Accounting practices and operations are a lot more serious and important as a company grows. Instead of just managing cash flow, you have three major new focuses: GAAP (generally accepted accounting principles), operations and analytics support.
• GAAP compliance: Being GAAP compliant is more important as a company grows and really depends on your investor base and your future capital plans. If your investor base is not requiring an audit, and you are not planning to raise capital in the near future, strict GAAP compliance is not as important. Remember, the ultimate goal of GAAP is to “ensure a company’s financial statements are complete, consistent, and comparable” for an investor. So, if your current or future targeted investors are going to care about GAAP, you’ll need to, as well. The driving factor then is at what period of time do you need to start caring. A good rule of thumb is to make sure GAAP is reflected in the financial periods that will be audited or reviewed by an outside party (e.g., a CPA firm). The last thing you want to face before a capital raise is a restatement of all your financials.
• Accounting operation needs: Supporting GAAP compliance requires an upgrade in your accounting operation. While you can spend a significant amount of time and resources becoming and remaining GAAP compliant, the following items are the most important to have a handle on:
1. Revenue recognition: especially if you have a subscription service or a combination of hardware and software.
2. Expense matching: usually involves matching the expense to the revenue it generated (e.g., cost of goods sold and commissions).
3. Capitalization table management: so you have a clean record of whom owns how many shares of the company, including all securities that can turn into equity (e.g., options, convertible debt, warrants and SAFE notes).
Odds are you won’t have fintech deployed to manage these processes, so you’ll be keeping track of them manually. For instance, at this stage, revenue waterfalls are usually kept on a spreadsheet. Make sure you are organized and have easy-to-follow spreadsheets and work papers.

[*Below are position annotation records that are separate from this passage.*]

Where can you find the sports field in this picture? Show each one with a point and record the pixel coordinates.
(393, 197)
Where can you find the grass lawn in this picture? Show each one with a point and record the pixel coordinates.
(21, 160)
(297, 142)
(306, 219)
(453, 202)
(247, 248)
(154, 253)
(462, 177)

• Analytics support: This becomes relevant when you have metrics and reports that require data outside the standard financial reports from the general ledger (e.g., income statement, balance sheet and statement of cash flow). A lot of this function focuses on obtaining operational data, enriching financial data and being able to translate and reconcile both to the accounting data. This is actually much harder than analyzing the data.